About 3 years ago, we had to have one of our bearded dragons spayed due to a massive overproduction of eggs (she laid more than 250 in a week). The vet that I see happens to also be at the clinic I work at. We discussed the options, the risks and the probable outcomes. I will tell you that my vet has a decent amount of reptile experience yet he had never done a beardie spay, only iguanas. The outcome - I was lucky. We had a LOT of post-operative care to deal with and a long recovery, yet she did well. Recently our clinic did an emergency spay on an eggbound 12 year old green iguana with renal disease that was discovered on her pre-operative bloodwork. If ever there was a case that we thought wouldn't make it, it was her. For us, it was a VERY hard surgery. The vet had a hard time with her as she was so loaded with eggs that he couldn't see anything else. She also went into cardiac and respiratory arrest on the table halfway through surgery - which is a HUGE risk with any reptile going under anesthesia. We did get her back and he was able to finish the surgery. Her recovery was slow and I spent the majority of the day doing just her postop care. In reality, the clinic will need to assign a tech to the iguana for the entire day and they will do nothing but her care.

Essentially, my thoughts are that if your vet isn't experienced in reptile surgery, you need to find someone that is since the problems we encountered with the iguana spay recently are not abnormal or unusual in any way. ANY surgery opening the coelomic cavity of a reptile is extremely invasive and is very different from opening the abdomen of a dog or cat. We do a fair number of reptile surgeries and they are all difficult, impossible to predict and require totally different care and treatment from mammals. It is one thing for a vet that is starting out in the reptile world to need to gain experience, but cases like this should be sent out to others that have done it and have the vets still learning shadow/assist to learn the ropes.
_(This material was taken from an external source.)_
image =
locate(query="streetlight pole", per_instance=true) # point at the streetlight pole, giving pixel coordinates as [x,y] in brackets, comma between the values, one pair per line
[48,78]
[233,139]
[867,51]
Think of it like a person going to a plastic surgeon for a triple bypass surgery.

One bit of advice that we've found works great however. If you do the surgery, talk with the vet about putting in a temporary feeding tube at the same time. Lots of reptiles will refuse to eat postoperatively for quite a while, which slows the healing process. We have taken to placing pharyngostomy tubes on all of our invasive surgery reptiles so that they can be tube fed, get water and meds without fighting them to do it orally. It is a really easy and inexpensive procedure, and it greatly helps with the healing as you aren't stressing the animal out multiple times a day force feeding, giving water, giving meds etc. There is a food from Oxbow called Critical Care - it is a recovery diet for herbivores. They now make a fine grind formula that goes through the pharyngostomy tubes like a dream and it is an acceptable primary diet while in recovery. We've had great luck with most of our patients back up and eating like normal right around a week postop.

Hope this helps you decide what you feel is the best course of action for her! Good luck if you do the surgery!